In a surprising display of sympathy, Jiang Cheng wraps his arms around Nie Huaisang from behind, somewhat awkwardly including the back of the chair because of how he's standing. His heart is in the right place, at least. He slumps further down, against Jiang Cheng's arms, and sighs to stop himself from crying.

"I'd stopped," Nie Huaisang says, taking as deep a breath as he can manage without risking more tears. "Picking up his meds. Lan Xichen and Jin Guangyao were doing it, but I think even Xichen didn't have the free time after awhile. So...fuck, I should have tried harder. But we kept fighting, every single fucking time, and I couldn't keep dealing with it, and now- now he's gone."

He wants to cry. Guilt bubbles up, desperate for an escape, but he can't. It's all stoppered shut with new layers of grief, and any release he might gain is a distant dream.

"Hey. Hey, look, Huaisang, you couldn't have predicted this," Jiang Cheng says, the gentlest tone he's ever heard from him. In what world will it ever be right? He can't see it. "And- okay, I know it won't bring him back, but talk to Jin Guangyao. He notices every little detail, right? He might have an answer."

"You're right," he agrees. He notices everything and them; if a prescription was wrong, he would have caught it. He guesses his brother was lucky that despite firing him and almost ruining his career, Jin Guangyao was a loyal friend to the end. He's not sure he knows how to be that selfless.

Jiang Cheng ruffles his hair fondly. "See? That's...ugh, not life-changing, but something. A start."

He nods. He should be feeling relief, but something in his stomach twists in knots, because something still doesn't feel right. He doesn't have answers, just another step to try to get them, and nothing will change the finality of death. He can't get the stench of foul play out of his head, even if he doesn't have the pieces to figure out why, even if it's just his guilty conscience trying to shift the blame, even if his whole world is a jumbled mess of emotional pain, and even if the truth is still just his fault, he wants to know it.

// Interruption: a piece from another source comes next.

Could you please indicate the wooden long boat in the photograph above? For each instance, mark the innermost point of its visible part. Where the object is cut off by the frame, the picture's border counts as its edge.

When was the last time anyone besides Jin Guangyao picked up his brother's prescriptions? At least three or four months, easily. He vaguely recalls him brushing off any thanks because the pharmacy was on his way home...maybe? But Jin Guangyao lives and works on the opposite side of town... And...and now that he's thinking back, he remembers Jin Guangyao mentioning knowing one of the pharmacists, so it gave them a chance to catch up.

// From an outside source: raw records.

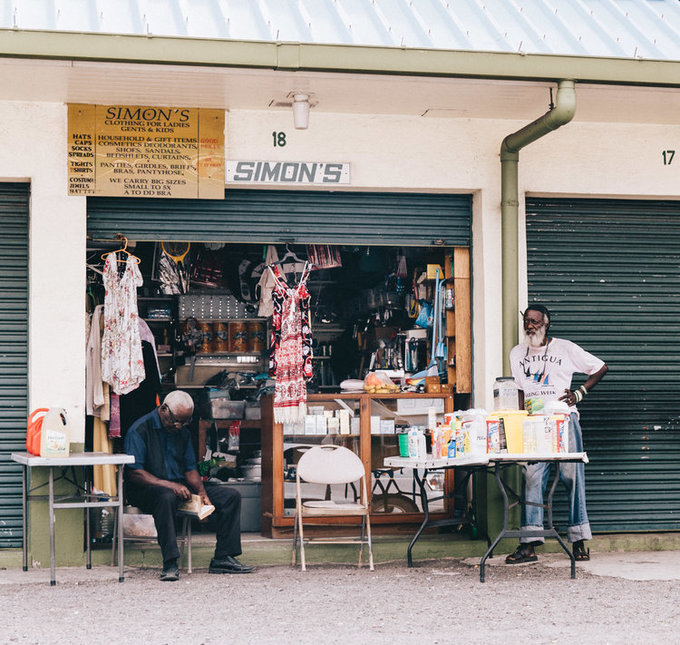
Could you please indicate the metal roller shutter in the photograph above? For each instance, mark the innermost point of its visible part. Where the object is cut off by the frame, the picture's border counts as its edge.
(610, 272)
(305, 217)
(13, 354)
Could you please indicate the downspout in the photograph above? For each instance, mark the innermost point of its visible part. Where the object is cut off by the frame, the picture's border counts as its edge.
(559, 115)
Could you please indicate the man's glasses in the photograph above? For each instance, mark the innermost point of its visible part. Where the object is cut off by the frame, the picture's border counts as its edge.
(174, 420)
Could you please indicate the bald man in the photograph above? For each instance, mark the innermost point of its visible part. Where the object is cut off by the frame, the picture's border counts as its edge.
(164, 475)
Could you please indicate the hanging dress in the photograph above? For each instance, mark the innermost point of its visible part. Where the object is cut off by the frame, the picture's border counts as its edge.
(122, 360)
(291, 357)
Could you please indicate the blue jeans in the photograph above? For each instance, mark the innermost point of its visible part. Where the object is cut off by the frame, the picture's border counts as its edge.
(572, 475)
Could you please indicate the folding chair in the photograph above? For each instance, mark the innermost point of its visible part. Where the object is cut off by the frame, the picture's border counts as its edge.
(147, 532)
(328, 464)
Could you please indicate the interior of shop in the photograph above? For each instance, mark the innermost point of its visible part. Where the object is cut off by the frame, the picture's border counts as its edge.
(209, 312)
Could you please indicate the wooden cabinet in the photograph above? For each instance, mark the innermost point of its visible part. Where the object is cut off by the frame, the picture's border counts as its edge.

Nie Huaisang swallows thickly, words caught in his throat as anger and horror close in, painting a terrible portrait of violence. There are good people in the world, selfless to a fault, who go above and beyond for others without a bit of negativity, but Jin Guangyao isn't one of them. They get along because they found common ground in gossip and pettiness that can be wrapped up with a smile, and maybe- maybe he should have listened to his brother's seemingly senseless rants about how he was a two-faced snake. His brother shoved Jin Guangyao down a flight of stairs, and no one questioned why Jin Guangyao shrugged it off with a smile. But Nie Huaisang is facing the cold reality of a medication designed to worsen his brother's heart problems and not a single record on how he got it, besides the one person who delivered all his other prescriptions, who shouldered every insult and bout of ungrateful screaming, until one day, he told Nie Huaisang not to blame himself - some people just don't want to change.

He takes a deep breath to center himself and when he exhales, he takes his guilt and grief and loss and turns it into icy determination. He pushes against Jiang Cheng's arms enough to sit up properly again and sighs lightly. "Okay, okay, enough touchy-feely time," he teases. "Is it too much to hope you brought dinner?"

"Uh—"

"Well, maybe I'll let you take me out," he says, stretching. "I gotta get out of this gloomy place!"

Jiang Cheng rolls his eyes fondly. "Glad you're feeling a little better, Huaisang."

He smiles, lighter than he has in years. Anger is a hint, competence is a trap, and Nie Huaisang is going to burn Jin Guangyao's life so terribly, there will be nothing left to remember him by. "Yeah, yeah, you're a lifesaver! What would I do without you?"

"Pay for your own meals," Jiang Cheng teases back, offering Nie Huaisang a hand up and onto a new path.